It seems that joint_image can't be utilized as 2D joints

Question

It seems that joint_image can't be utilized as 2D joints

Javacr opened this issue 8 months ago · comments

Hi, SMPLer-X had already provided 3D info, but I still wanna obtain 2D information for my work (I would not like to add another 2D joints detector).

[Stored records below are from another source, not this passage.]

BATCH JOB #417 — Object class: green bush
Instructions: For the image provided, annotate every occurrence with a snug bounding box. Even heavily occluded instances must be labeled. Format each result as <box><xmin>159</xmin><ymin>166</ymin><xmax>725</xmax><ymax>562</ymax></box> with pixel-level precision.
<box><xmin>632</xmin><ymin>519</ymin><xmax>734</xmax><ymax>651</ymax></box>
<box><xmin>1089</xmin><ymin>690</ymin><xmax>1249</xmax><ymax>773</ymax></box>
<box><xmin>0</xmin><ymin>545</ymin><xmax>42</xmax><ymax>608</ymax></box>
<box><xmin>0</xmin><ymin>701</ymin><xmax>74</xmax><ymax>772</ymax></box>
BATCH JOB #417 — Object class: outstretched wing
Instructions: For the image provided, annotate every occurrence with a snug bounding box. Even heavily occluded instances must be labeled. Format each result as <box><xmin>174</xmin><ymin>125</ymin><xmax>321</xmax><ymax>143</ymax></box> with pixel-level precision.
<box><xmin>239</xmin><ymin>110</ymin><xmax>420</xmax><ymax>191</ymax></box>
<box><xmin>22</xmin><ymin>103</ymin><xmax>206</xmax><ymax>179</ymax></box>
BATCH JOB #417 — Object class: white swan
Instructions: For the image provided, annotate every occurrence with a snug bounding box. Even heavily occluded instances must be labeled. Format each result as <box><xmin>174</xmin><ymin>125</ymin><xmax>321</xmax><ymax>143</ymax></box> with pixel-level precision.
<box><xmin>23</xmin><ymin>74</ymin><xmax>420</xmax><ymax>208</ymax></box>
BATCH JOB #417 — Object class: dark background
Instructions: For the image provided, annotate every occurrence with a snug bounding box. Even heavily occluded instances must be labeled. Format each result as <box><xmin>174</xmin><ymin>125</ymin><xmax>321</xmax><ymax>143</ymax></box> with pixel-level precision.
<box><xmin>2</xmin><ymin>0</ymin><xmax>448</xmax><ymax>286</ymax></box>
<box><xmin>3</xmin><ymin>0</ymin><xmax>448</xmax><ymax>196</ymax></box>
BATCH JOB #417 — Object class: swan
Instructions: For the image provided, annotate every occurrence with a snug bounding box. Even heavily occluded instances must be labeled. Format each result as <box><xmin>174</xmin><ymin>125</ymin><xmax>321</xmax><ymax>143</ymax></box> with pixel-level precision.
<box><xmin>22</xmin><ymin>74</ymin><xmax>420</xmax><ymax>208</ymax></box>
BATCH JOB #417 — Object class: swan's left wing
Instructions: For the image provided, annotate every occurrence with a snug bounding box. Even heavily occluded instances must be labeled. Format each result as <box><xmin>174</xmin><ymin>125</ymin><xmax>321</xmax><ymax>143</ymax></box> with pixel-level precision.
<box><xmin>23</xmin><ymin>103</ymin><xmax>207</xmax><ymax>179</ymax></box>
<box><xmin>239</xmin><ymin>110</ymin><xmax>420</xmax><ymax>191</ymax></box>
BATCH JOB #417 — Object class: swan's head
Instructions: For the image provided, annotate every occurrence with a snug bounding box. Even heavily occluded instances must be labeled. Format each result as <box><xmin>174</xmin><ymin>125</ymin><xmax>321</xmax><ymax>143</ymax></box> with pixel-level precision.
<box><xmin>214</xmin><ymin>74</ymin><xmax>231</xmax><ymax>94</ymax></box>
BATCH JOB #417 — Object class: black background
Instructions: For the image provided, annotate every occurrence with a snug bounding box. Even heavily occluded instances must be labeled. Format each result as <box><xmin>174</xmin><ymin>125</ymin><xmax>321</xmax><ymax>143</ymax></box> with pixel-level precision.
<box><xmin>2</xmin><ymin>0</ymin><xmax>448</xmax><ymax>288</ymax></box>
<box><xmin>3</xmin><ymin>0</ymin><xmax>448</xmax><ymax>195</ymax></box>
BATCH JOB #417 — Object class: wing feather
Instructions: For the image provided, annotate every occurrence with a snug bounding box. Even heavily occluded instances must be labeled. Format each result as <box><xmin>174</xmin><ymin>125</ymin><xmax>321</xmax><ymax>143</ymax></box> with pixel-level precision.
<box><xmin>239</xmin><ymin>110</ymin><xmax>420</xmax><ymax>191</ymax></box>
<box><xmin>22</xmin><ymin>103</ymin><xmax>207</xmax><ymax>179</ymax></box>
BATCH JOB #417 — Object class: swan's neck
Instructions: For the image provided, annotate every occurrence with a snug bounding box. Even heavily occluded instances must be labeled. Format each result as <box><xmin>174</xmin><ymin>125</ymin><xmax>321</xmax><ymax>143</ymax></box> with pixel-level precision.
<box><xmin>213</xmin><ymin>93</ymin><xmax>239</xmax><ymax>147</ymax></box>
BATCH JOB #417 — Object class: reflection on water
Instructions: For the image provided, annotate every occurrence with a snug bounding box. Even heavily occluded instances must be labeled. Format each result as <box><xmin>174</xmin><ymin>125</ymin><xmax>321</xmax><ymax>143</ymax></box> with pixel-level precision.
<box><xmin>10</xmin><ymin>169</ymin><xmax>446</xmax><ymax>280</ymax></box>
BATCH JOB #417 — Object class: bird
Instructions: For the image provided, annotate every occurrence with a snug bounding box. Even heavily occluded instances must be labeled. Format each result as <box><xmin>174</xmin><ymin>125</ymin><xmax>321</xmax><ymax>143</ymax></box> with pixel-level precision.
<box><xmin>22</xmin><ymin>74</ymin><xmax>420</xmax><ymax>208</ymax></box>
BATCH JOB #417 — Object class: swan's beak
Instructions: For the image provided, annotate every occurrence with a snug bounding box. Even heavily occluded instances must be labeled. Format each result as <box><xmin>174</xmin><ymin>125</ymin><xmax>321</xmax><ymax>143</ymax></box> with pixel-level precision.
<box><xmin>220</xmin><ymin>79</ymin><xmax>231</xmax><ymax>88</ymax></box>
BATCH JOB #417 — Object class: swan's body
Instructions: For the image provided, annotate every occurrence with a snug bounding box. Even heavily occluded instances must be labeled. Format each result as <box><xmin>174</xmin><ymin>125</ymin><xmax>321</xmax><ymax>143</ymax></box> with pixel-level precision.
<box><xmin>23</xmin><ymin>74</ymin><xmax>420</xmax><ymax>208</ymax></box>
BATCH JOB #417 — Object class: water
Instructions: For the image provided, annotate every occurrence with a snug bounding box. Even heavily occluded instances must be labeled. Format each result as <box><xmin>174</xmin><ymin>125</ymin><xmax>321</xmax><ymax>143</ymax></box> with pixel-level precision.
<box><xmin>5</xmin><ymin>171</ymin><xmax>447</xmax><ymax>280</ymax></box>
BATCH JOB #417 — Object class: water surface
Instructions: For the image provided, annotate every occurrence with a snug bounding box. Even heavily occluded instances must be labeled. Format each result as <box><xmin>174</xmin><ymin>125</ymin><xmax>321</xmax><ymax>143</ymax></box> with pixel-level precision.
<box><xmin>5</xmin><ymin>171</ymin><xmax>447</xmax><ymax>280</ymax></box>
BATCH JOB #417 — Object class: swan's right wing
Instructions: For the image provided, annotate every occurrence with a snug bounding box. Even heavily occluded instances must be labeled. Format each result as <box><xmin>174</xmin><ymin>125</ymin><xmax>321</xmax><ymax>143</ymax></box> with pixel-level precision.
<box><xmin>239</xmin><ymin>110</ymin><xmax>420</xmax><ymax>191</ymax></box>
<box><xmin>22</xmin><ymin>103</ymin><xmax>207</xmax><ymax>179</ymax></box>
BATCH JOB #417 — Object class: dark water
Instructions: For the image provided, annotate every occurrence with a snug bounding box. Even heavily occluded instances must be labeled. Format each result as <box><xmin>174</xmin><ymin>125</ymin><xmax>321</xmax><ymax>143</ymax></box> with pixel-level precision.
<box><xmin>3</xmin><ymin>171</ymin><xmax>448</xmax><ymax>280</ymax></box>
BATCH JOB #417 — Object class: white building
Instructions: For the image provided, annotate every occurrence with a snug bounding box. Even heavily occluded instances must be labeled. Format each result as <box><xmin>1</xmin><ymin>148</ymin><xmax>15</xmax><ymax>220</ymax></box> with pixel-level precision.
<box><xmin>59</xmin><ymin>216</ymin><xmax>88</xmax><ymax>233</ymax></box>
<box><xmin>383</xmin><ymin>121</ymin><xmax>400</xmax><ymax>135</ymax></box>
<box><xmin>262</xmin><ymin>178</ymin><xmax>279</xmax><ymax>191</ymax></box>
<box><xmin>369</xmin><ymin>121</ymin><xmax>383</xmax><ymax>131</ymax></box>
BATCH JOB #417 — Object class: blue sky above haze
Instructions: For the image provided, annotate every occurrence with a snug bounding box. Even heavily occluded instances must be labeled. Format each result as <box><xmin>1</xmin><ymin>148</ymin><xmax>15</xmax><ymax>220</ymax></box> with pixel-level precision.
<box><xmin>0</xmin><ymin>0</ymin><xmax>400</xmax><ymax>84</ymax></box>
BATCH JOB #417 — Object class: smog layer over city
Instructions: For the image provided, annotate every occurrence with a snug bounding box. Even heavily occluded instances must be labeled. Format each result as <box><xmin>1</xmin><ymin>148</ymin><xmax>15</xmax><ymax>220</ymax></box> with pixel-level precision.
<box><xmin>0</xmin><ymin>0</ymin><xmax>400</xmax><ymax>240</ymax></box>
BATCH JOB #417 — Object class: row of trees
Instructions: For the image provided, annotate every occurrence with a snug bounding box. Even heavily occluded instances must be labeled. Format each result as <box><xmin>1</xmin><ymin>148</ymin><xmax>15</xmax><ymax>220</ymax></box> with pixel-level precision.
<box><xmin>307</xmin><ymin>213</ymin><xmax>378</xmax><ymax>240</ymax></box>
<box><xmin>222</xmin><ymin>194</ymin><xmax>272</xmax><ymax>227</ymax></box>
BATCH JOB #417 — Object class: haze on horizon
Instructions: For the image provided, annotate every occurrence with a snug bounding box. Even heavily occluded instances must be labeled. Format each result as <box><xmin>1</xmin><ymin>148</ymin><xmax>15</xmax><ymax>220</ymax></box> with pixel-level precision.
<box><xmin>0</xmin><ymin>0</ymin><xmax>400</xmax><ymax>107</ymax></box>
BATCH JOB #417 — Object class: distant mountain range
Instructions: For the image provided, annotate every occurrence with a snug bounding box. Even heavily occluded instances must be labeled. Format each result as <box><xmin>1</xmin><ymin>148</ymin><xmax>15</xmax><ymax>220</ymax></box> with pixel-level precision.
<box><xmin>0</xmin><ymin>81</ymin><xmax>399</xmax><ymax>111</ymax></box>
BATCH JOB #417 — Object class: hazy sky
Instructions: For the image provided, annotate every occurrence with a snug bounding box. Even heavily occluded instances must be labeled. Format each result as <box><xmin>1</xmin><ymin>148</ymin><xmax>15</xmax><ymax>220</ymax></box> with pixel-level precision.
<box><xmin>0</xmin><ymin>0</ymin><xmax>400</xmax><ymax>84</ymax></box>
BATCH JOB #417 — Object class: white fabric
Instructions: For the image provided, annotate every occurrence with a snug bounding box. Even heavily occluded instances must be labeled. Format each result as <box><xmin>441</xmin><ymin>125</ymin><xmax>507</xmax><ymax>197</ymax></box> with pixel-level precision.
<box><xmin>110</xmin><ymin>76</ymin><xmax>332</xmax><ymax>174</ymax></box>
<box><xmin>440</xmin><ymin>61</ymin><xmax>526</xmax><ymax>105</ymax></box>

Here is my modification (refer to InterWild).
SMPLer_X.py

def project_to_body_space(part_name, bbox):
    hand_bbox_w = bbox[:, None, 2] - bbox[:, None, 0]
    hand_bbox_h = bbox[:, None, 3] - bbox[:, None, 1]
    joint_img[:, smpl_x.pos_joint_part[part_name], 0] *= (
        (hand_bbox_w / cfg.output_hand_hm_shape[2]))
    joint_img[:, smpl_x.pos_joint_part[part_name], 1] *= (
        (hand_bbox_h / cfg.output_hand_hm_shape[1]))
    joint_img[:, smpl_x.pos_joint_part[part_name], 0] += bbox[:, None, 0]
    joint_img[:, smpl_x.pos_joint_part[part_name], 1] += bbox[:, None, 1]
        
for part_name, bbox in (('lhand', lhand_bbox), ('rhand', rhand_bbox)):
    project_to_body_space(part_name, bbox)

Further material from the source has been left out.